Lecture: The Development of Women's Language Use in Disney Films
The representation of women’s language use in the media plays an important role in both perpetuating and challenging stereotypical gender roles in society, and a particular area for concern is the impact that this can have when aimed at young audiences. Children’s fairy-tales have been especially scrutinised by critics for the status that they carry in society as traditional and timeless narratives that are passed down through generations, but their messages and attitudes towards gender may not always keep up with the developments and progress in gender theory or politics. To this end, I will be discussing the relationship between women’s language use and the representation of gender in Disney films, and providing analysis of portrayals of women’s language in Disney’s Cinderella (1950) and Brave (2012). To substantiate my own analysis, I will also engage with several different research traditions, primarily referring to Robin Lakoff’s contributions to the deficit approach, and more recent developments in gender theory and feminist linguistics. Subsequently, we can observe development in the way that women’s language has been presented in Disney films, which marks a shift in attitudes towards gender and begins to challenge stereotypical gender roles that are often portrayed in the media.

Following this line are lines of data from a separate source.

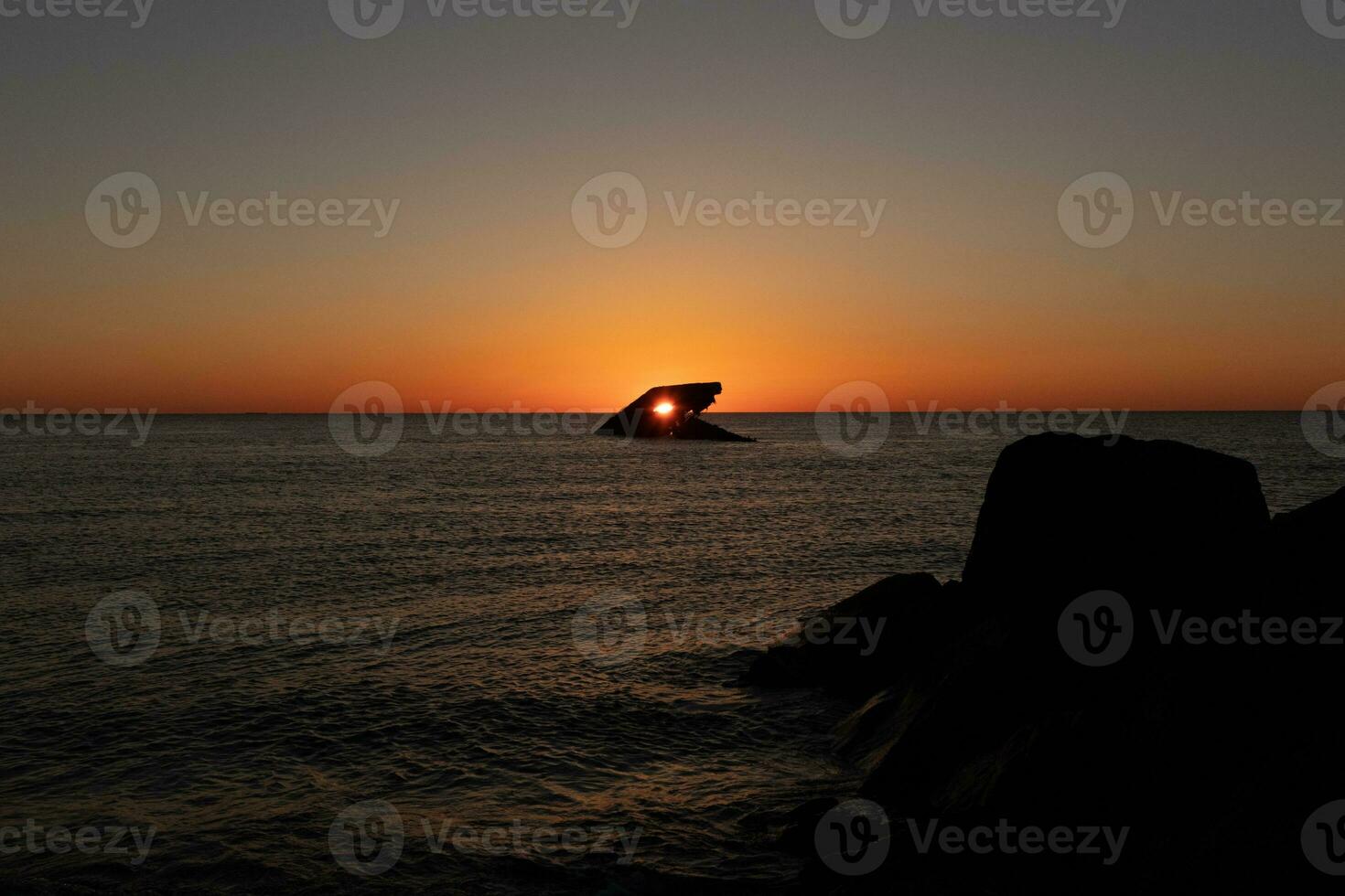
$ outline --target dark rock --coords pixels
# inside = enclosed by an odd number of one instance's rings
[[[893,821],[893,856],[861,881],[833,880],[835,892],[1315,892],[1332,881],[1305,860],[1299,832],[1345,799],[1345,646],[1163,645],[1154,614],[1341,617],[1342,536],[1345,490],[1271,523],[1255,469],[1213,451],[1071,435],[1005,449],[960,586],[886,579],[823,614],[885,615],[894,637],[873,656],[776,647],[746,676],[868,697],[838,733],[869,770],[861,795]],[[1134,643],[1089,668],[1057,623],[1095,590],[1128,602]],[[1130,836],[1114,866],[917,853],[904,819],[935,818]]]
[[[619,412],[603,420],[599,435],[624,438],[678,438],[710,442],[755,442],[744,435],[706,423],[701,412],[724,391],[720,383],[655,386]]]

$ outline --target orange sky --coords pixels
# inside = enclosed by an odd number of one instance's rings
[[[1345,231],[1165,228],[1150,210],[1098,251],[1056,218],[1091,171],[1141,203],[1345,189],[1340,47],[1297,7],[1259,21],[1254,67],[1180,4],[1106,34],[909,21],[859,42],[749,7],[710,30],[672,4],[620,35],[409,20],[375,42],[325,13],[206,9],[219,39],[190,66],[175,35],[203,24],[178,13],[139,35],[24,23],[0,407],[324,412],[383,380],[412,406],[608,408],[721,380],[717,410],[811,411],[872,380],[894,410],[1298,410],[1345,379]],[[90,79],[109,73],[116,89]],[[133,250],[83,219],[120,171],[165,200]],[[570,220],[608,171],[651,201],[617,250]],[[377,240],[190,227],[178,191],[401,210]],[[678,227],[664,191],[888,206],[872,239]]]

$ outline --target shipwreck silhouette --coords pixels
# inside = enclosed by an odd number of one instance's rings
[[[701,439],[707,442],[756,442],[745,435],[706,423],[701,412],[724,391],[721,383],[655,386],[624,408],[603,420],[597,435],[654,439]]]

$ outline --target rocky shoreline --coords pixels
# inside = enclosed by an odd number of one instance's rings
[[[859,793],[776,826],[810,891],[1338,887],[1345,822],[1318,810],[1345,799],[1345,489],[1271,517],[1247,461],[1108,441],[1010,445],[960,580],[884,579],[744,673],[857,707],[837,739]],[[885,814],[862,873],[819,857],[841,797]],[[1021,849],[1006,825],[1127,837],[1104,862],[1081,837]],[[998,833],[975,850],[921,833],[948,826]]]

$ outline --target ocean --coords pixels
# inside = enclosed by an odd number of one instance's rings
[[[0,883],[788,889],[772,823],[851,791],[851,707],[736,686],[748,652],[885,575],[955,578],[1030,427],[706,416],[760,441],[408,416],[362,457],[324,415],[0,437]],[[1272,512],[1345,485],[1298,414],[1123,431],[1252,461]]]

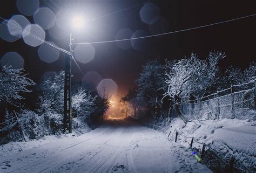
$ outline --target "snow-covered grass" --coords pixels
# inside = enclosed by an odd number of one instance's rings
[[[74,119],[76,120],[76,119]],[[77,121],[78,123],[79,121]],[[76,121],[76,122],[77,122]],[[48,135],[39,139],[30,140],[27,142],[11,142],[5,144],[0,145],[0,156],[6,156],[26,150],[48,143],[61,141],[63,139],[72,139],[83,134],[89,132],[91,129],[84,125],[83,128],[73,130],[72,134],[62,134],[59,135]]]
[[[163,125],[164,123],[161,123]],[[206,149],[213,151],[227,164],[233,157],[237,168],[246,169],[249,171],[256,169],[254,121],[225,119],[219,121],[192,121],[185,124],[180,119],[174,118],[164,127],[167,135],[171,131],[169,136],[171,141],[174,140],[177,131],[177,142],[185,147],[189,147],[190,137],[193,137],[193,147],[201,149],[203,143],[205,143]]]
[[[48,143],[56,142],[63,139],[73,138],[77,136],[76,134],[62,134],[60,136],[46,136],[38,140],[31,140],[27,142],[11,142],[0,146],[0,156],[6,156],[26,150]]]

In order to show that there has been development in the portrayal of women’s language in Disney films, it is important to use examples of Disney’s earliest films, e.g. Cinderella (1950), as well as examples from the more recent additions to the Disney franchise, such as Brave (2012). Both films feature women as the protagonist, and also include a range of women in the role of a supporting character, providing substantial material for analysis. The fact that both films form part of the Disney princess franchise is also significant, as these films can have a deep impact upon young audiences who learn what a princess behaves like and looks like, which is problematic when such films offer prescriptive and stereotypical depictions of women’s language and gender roles in general. Generally however, Disney’s the portrayal of Disney’s female characters has undergone a development from flat, two-dimensional personalities to rounded, fully realised, three-dimensional characters with increased agency and independence. Therefore, this talk will take as its starting point different research approaches in order to establish the theory that will inform my analysis, and then I will present my interpretation of women’s language and its impact on gender portrayal in Cinderella, before moving on to compare and contrast these findings with my analysis of Brave. In conclusion I will argue for the increased diversification of gender portrayals and representation of language in Disney films, which serves to usurp and transform the stereotypical roles of women in society.